Cuando adquirí aquel legado de mil trescientos libros quedé totalmente enganchado a una tarea del descubrimiento del alma de una mujer que aún hoy, tras cinco años de trabajo estoy lejos de descifrar. Cuando abro uno de esos tomos debo tener la seguridad de haber rematado el estudio del anterior con plenitud y ello me descubre una vida llena de matices y secretos que nadie más conocerá porque nunca dejaré el legado en manos ajenas. Me siento ligado a Clara por un profundo afecto que por nada traicionaría. La noto viva y me refugio en ella a través de su inmenso legado.

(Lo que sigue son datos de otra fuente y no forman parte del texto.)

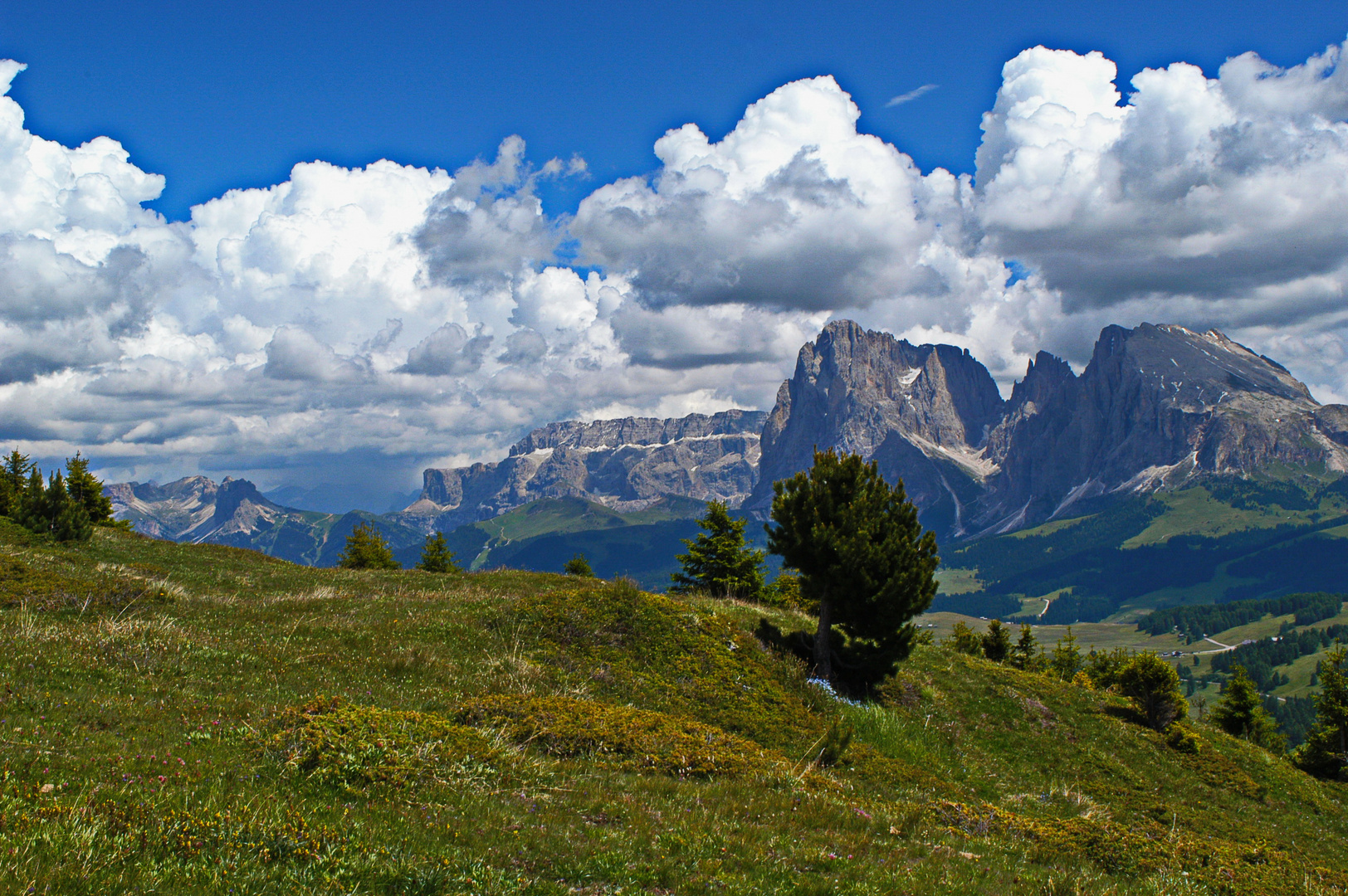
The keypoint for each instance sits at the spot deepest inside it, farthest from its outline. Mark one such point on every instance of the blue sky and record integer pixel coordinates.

Os adelanto una reseña, aparentemente insustancial, correspondiente al doce de junio de mil novecientos cincuenta, encontrada en el libro titulado "La isla del doctor Moureau" en su página ciento dos:
"Espantoso ensayo. Aborrecible experimento. ¡Cuánto dolor para desviar las intenciones de Dios! ¿Cómo es posible llegar a extremos tales? No hace falta humanizar un animal. ¡Ellos son superiores a nosotros! Lo comentaré con Néstor".
He conseguido localizar la casa de Clara, la suya. La vieja morera sobrevive salvaje por encima de la tapia y, en este diciembre, aún conserva alguna hoja caduca que solo me atrevo observar, porque son las hojas de Clara. Tal vez algún día, en un diciembre cualquiera, ose finalizar yo también el año con una hoja de morera entre las páginas de un libro inédito.